The decision by Naftali Bennett and Yair Lapid to run together in Israel’s upcoming election is more than a tactical alliance. It is an attempt — perhaps the most disciplined one yet — to impose order on an opposition that has long been fragmented, personality-driven and ultimately unsuccessful at dislodging Benjamin Netanyahu.
The logic is straightforward. Consolidation reduces wasted votes, sharpens messaging and presents voters with something that has often been missing: a plausible governing alternative rather than a loose collection of grievances. Early indications suggest the combined list could rival Likud in size, and if Gadi Eisenkot ultimately joins, it would add not just seats but credibility — particularly on security, where Israel’s elections are still decided.
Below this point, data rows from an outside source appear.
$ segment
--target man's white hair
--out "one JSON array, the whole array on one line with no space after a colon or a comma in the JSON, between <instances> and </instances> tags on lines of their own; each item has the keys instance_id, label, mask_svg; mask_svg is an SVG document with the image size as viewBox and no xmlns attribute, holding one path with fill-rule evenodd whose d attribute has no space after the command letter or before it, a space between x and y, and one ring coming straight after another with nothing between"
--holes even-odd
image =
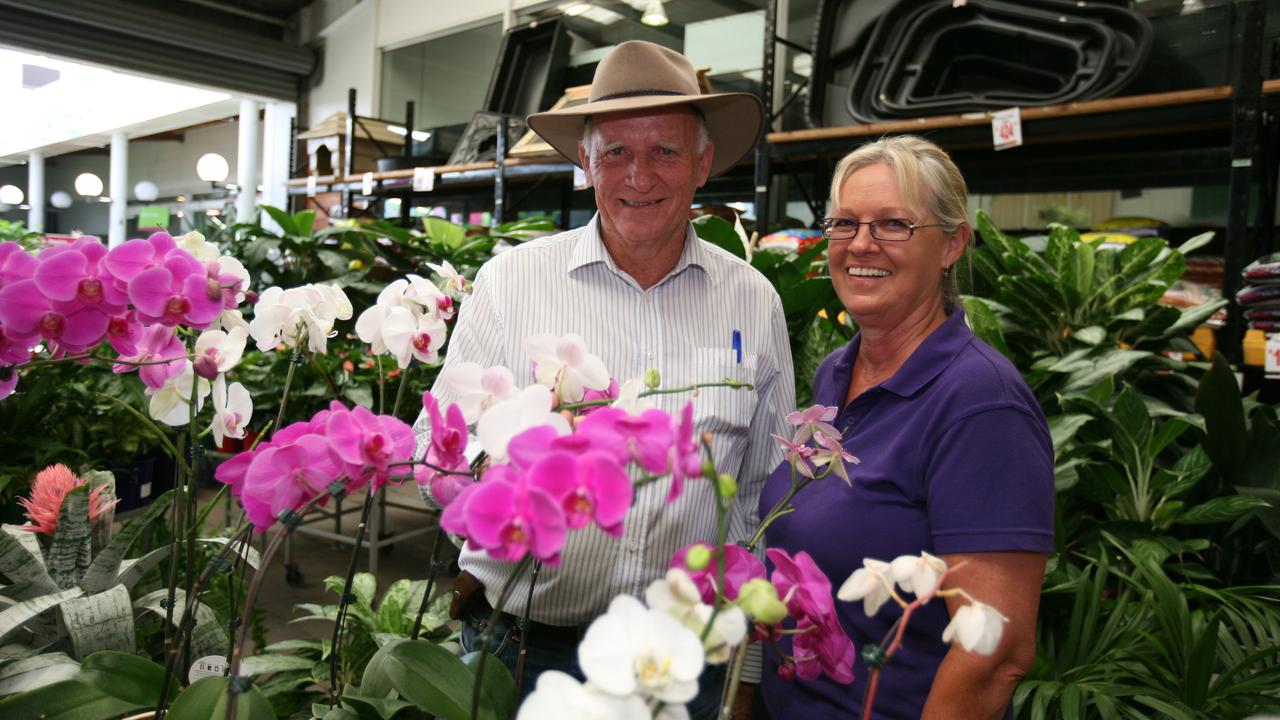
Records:
<instances>
[{"instance_id":1,"label":"man's white hair","mask_svg":"<svg viewBox=\"0 0 1280 720\"><path fill-rule=\"evenodd\" d=\"M692 113L694 117L698 118L696 149L698 155L700 156L703 152L707 152L707 146L712 141L712 133L707 129L707 115L703 115L698 110L692 110ZM588 115L582 119L582 149L586 150L586 156L591 163L595 161L595 150L598 145L599 136L593 132L591 117Z\"/></svg>"}]
</instances>

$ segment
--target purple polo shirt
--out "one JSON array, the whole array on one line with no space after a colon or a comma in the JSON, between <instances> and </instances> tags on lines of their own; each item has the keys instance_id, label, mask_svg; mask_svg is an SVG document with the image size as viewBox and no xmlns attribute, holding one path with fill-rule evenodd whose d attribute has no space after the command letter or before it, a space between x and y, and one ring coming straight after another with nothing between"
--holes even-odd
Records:
<instances>
[{"instance_id":1,"label":"purple polo shirt","mask_svg":"<svg viewBox=\"0 0 1280 720\"><path fill-rule=\"evenodd\" d=\"M849 406L845 397L861 336L832 352L813 380L814 402L841 407L835 425L861 464L849 465L852 487L828 477L803 489L796 511L774 523L768 547L805 551L838 589L864 557L890 561L922 550L998 552L1053 550L1053 446L1036 397L1018 370L954 313L893 377ZM760 496L760 515L791 483L782 464ZM772 568L771 568L772 570ZM997 610L1000 598L979 598ZM883 643L901 610L892 601L868 618L859 602L836 602L840 621L860 652ZM790 623L790 620L788 620ZM922 607L902 647L884 666L877 717L919 717L947 652L946 603ZM791 642L781 642L791 652ZM763 694L774 719L856 717L868 670L854 683L826 676L786 683L778 656L765 650Z\"/></svg>"}]
</instances>

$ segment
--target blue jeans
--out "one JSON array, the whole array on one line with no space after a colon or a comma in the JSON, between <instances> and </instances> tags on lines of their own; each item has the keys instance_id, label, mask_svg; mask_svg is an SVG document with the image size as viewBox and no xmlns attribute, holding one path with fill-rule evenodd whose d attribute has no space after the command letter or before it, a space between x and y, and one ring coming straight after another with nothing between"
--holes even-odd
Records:
<instances>
[{"instance_id":1,"label":"blue jeans","mask_svg":"<svg viewBox=\"0 0 1280 720\"><path fill-rule=\"evenodd\" d=\"M462 650L474 652L480 650L480 634L493 609L484 597L476 598L462 615ZM582 632L585 633L585 628ZM520 702L524 702L529 693L538 685L538 676L547 670L559 670L567 673L580 682L585 682L581 669L577 666L579 639L571 639L572 630L558 632L557 637L539 638L536 630L530 632L525 642L525 678L520 682ZM498 660L507 666L512 678L516 676L516 662L520 660L520 629L508 616L502 615L493 626L489 637L489 652L498 656ZM708 665L703 675L698 679L698 697L687 703L691 720L714 720L719 711L721 692L724 687L724 666Z\"/></svg>"}]
</instances>

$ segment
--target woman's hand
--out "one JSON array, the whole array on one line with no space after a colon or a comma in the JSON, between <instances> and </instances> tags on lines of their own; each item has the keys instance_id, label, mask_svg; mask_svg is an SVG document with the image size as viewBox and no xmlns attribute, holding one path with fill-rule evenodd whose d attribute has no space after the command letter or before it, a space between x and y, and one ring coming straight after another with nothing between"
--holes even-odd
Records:
<instances>
[{"instance_id":1,"label":"woman's hand","mask_svg":"<svg viewBox=\"0 0 1280 720\"><path fill-rule=\"evenodd\" d=\"M1036 660L1036 614L1044 578L1046 556L1038 552L973 552L943 555L947 568L960 568L946 587L964 588L991 605L1009 623L996 652L978 655L959 644L947 651L924 703L924 720L993 719L1005 716L1014 685ZM968 601L947 597L954 618Z\"/></svg>"}]
</instances>

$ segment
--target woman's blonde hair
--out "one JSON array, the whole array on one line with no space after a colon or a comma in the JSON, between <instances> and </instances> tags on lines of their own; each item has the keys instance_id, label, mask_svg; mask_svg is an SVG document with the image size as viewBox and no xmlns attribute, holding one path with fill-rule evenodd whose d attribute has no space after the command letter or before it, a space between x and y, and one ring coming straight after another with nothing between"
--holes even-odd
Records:
<instances>
[{"instance_id":1,"label":"woman's blonde hair","mask_svg":"<svg viewBox=\"0 0 1280 720\"><path fill-rule=\"evenodd\" d=\"M831 178L831 205L840 205L840 190L849 176L882 163L893 170L897 190L909 209L927 211L938 223L957 229L968 223L969 190L960 169L946 151L914 135L882 137L845 155ZM973 232L968 232L965 243L973 247ZM960 305L960 287L952 268L943 272L941 288L942 305L950 315Z\"/></svg>"}]
</instances>

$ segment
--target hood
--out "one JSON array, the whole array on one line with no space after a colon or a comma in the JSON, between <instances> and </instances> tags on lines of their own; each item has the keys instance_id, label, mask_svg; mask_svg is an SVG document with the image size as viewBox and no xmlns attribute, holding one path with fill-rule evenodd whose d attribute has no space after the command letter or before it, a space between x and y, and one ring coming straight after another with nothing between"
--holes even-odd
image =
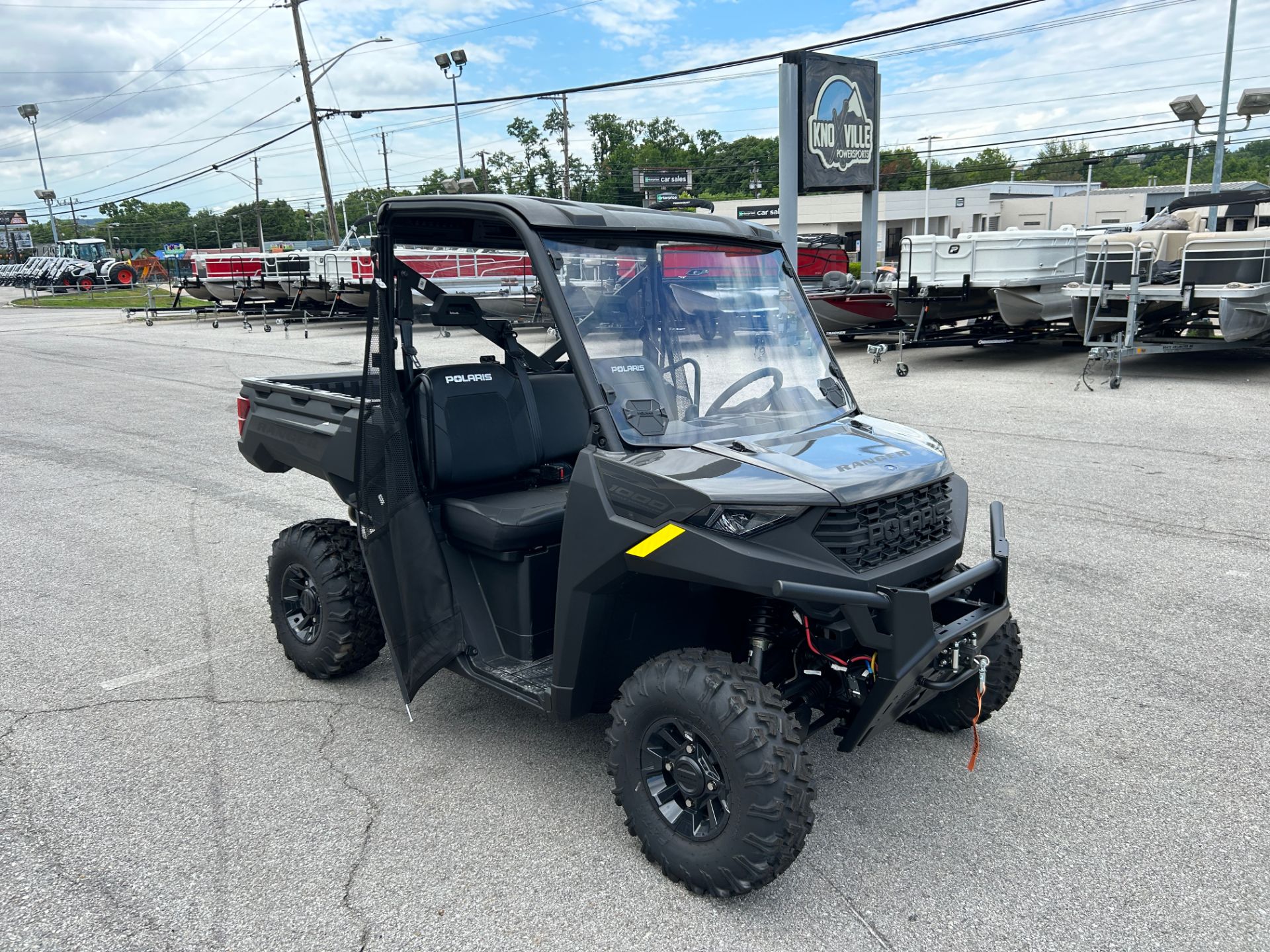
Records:
<instances>
[{"instance_id":1,"label":"hood","mask_svg":"<svg viewBox=\"0 0 1270 952\"><path fill-rule=\"evenodd\" d=\"M903 493L952 472L937 439L864 415L803 433L698 443L693 449L792 477L845 505Z\"/></svg>"}]
</instances>

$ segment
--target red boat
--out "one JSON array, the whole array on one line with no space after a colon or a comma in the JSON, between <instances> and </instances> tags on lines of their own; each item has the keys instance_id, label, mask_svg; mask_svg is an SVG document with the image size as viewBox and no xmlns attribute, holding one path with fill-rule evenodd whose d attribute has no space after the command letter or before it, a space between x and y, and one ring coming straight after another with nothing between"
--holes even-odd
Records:
<instances>
[{"instance_id":1,"label":"red boat","mask_svg":"<svg viewBox=\"0 0 1270 952\"><path fill-rule=\"evenodd\" d=\"M872 282L850 274L827 274L819 287L806 288L812 312L826 334L860 334L898 326L894 287L895 269L883 265ZM880 289L888 288L888 289Z\"/></svg>"}]
</instances>

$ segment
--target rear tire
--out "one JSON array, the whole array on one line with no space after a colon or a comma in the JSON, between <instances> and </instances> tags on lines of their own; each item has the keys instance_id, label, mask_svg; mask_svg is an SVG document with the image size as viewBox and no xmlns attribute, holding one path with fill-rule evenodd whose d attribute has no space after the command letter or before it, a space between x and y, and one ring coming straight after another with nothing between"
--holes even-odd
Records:
<instances>
[{"instance_id":1,"label":"rear tire","mask_svg":"<svg viewBox=\"0 0 1270 952\"><path fill-rule=\"evenodd\" d=\"M979 724L987 721L994 711L999 711L1005 706L1019 683L1019 674L1022 671L1024 642L1019 637L1019 622L1013 619L1013 616L1001 626L996 635L988 638L983 646L983 654L988 656L989 664ZM975 701L978 689L978 678L972 678L952 691L936 694L931 701L899 720L936 734L964 731L974 724L974 712L978 710Z\"/></svg>"},{"instance_id":2,"label":"rear tire","mask_svg":"<svg viewBox=\"0 0 1270 952\"><path fill-rule=\"evenodd\" d=\"M814 820L812 764L799 722L752 666L669 651L622 684L611 713L613 801L667 877L737 896L794 862Z\"/></svg>"},{"instance_id":3,"label":"rear tire","mask_svg":"<svg viewBox=\"0 0 1270 952\"><path fill-rule=\"evenodd\" d=\"M269 609L287 658L310 678L352 674L384 647L384 626L357 529L311 519L283 529L269 555Z\"/></svg>"}]
</instances>

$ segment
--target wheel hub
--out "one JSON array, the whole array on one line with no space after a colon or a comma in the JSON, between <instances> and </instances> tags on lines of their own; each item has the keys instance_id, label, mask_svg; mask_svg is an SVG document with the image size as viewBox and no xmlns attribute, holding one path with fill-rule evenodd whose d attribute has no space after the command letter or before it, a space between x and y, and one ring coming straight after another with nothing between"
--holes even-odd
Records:
<instances>
[{"instance_id":1,"label":"wheel hub","mask_svg":"<svg viewBox=\"0 0 1270 952\"><path fill-rule=\"evenodd\" d=\"M681 836L712 839L728 823L728 783L719 759L683 721L671 717L649 727L640 770L653 806Z\"/></svg>"},{"instance_id":2,"label":"wheel hub","mask_svg":"<svg viewBox=\"0 0 1270 952\"><path fill-rule=\"evenodd\" d=\"M291 633L304 645L314 644L321 631L321 597L312 575L301 565L288 566L279 594Z\"/></svg>"},{"instance_id":3,"label":"wheel hub","mask_svg":"<svg viewBox=\"0 0 1270 952\"><path fill-rule=\"evenodd\" d=\"M674 762L674 769L671 770L671 777L673 777L674 782L679 784L679 790L690 797L700 796L701 791L706 788L705 770L702 770L701 765L690 757L681 757Z\"/></svg>"}]
</instances>

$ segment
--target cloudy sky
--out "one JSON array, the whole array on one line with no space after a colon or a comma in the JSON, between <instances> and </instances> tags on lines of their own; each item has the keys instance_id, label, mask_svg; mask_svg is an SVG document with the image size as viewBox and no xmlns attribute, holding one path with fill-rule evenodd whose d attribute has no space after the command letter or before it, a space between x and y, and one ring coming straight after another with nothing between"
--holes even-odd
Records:
<instances>
[{"instance_id":1,"label":"cloudy sky","mask_svg":"<svg viewBox=\"0 0 1270 952\"><path fill-rule=\"evenodd\" d=\"M0 98L0 207L36 209L30 129L17 105L41 105L50 187L81 206L124 198L206 168L307 118L291 11L272 0L11 0ZM309 55L330 57L378 34L318 88L319 107L447 102L433 62L465 47L460 96L535 93L848 37L969 9L982 0L305 0ZM1270 4L1241 5L1232 89L1270 86ZM84 13L74 13L83 10ZM1044 0L935 29L843 47L878 57L883 145L940 135L945 159L984 143L1083 132L1099 147L1184 138L1167 103L1199 93L1219 100L1227 0ZM570 96L573 149L589 156L592 112L672 116L725 138L773 135L775 63L691 80ZM505 126L540 121L527 102L462 110L469 162L509 149ZM1242 123L1237 123L1242 124ZM417 185L457 164L453 114L385 113L324 123L337 197L382 185L378 129L387 132L394 185ZM1106 132L1099 132L1104 131ZM1260 119L1236 141L1270 135ZM1019 157L1035 142L1003 146ZM250 159L232 164L250 178ZM1267 170L1270 173L1270 170ZM262 198L319 204L307 131L260 152ZM248 187L211 174L146 195L226 208Z\"/></svg>"}]
</instances>

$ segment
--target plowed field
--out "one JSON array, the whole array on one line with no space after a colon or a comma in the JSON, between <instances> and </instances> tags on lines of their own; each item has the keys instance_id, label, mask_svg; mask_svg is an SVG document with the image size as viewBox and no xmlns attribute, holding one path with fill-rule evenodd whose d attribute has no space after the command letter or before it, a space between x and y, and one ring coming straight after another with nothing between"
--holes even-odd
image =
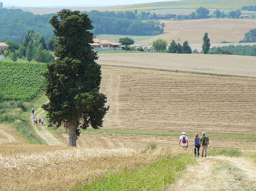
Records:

Just as important is what this move tries to prevent. In past cycles, the anti-Netanyahu camp has often spent as much energy competing internally as it has opposing him. A unified slate — if it holds — signals a different approach: fewer ego-driven splinters, more discipline and a clearer appeal to voters who may be less interested in ideology than in governability.
And yet, arithmetic still rules Israeli politics. Even a strengthened Bennett-Lapid slate does not automatically translate into 61 seats. The anti-Netanyahu bloc remains ideologically diverse and, at times, internally contradictory. Figures like Avigdor Liberman and Yair Golan may align tactically, but questions about coalition boundaries — especially involving religious parties or Arab factions — linger. Bennett himself has already signaled limits on those partnerships, narrowing his path even as he broadens his appeal.
Which is why it still makes little sense to bet against Netanyahu. His advantage has never been just personal durability; it is structural. His bloc is cohesive, disciplined and — despite periodic tensions — generally aligned on the core question of power. In a system where fragmentation often determines outcomes, that cohesion is no small thing.
Still, something may be shifting beneath the surface.
The debate over Haredi military service has moved from a chronic irritant to a more central feature of the political conversation. The High Court’s intervention, ongoing wartime demands and the visible strain on reservists have combined to elevate the issue in ways that feel different from prior election cycles.
But caution is warranted. It is not yet clear that the draft issue will decide the election or even dominate it. Israeli voters rarely align around a single issue, particularly in the shadow of ongoing security threats. And Netanyahu’s coalition has weathered similar pressures before.
What can be said — more modestly — is that the issue now intersects with questions voters cannot easily ignore: fairness, shared burden and the sustainability of a system in which a significant portion of the population neither serves nor fully participates in the workforce. Whether that concern translates into votes remains uncertain.
In the short term, the Bennett-Lapid alignment is likely to clarify the race. Fewer parties competing for the same voters could produce a sharper, more binary contest, forcing smaller factions to declare allegiances earlier.
In the longer term, however this election resolves, the underlying tensions are unlikely to disappear. Questions about military service, economic participation and national cohesion will persist — and may intensify — regardless of who forms the next government.
Game on. But the outcome, as always in Israeli politics, remains stubbornly difficult to predict.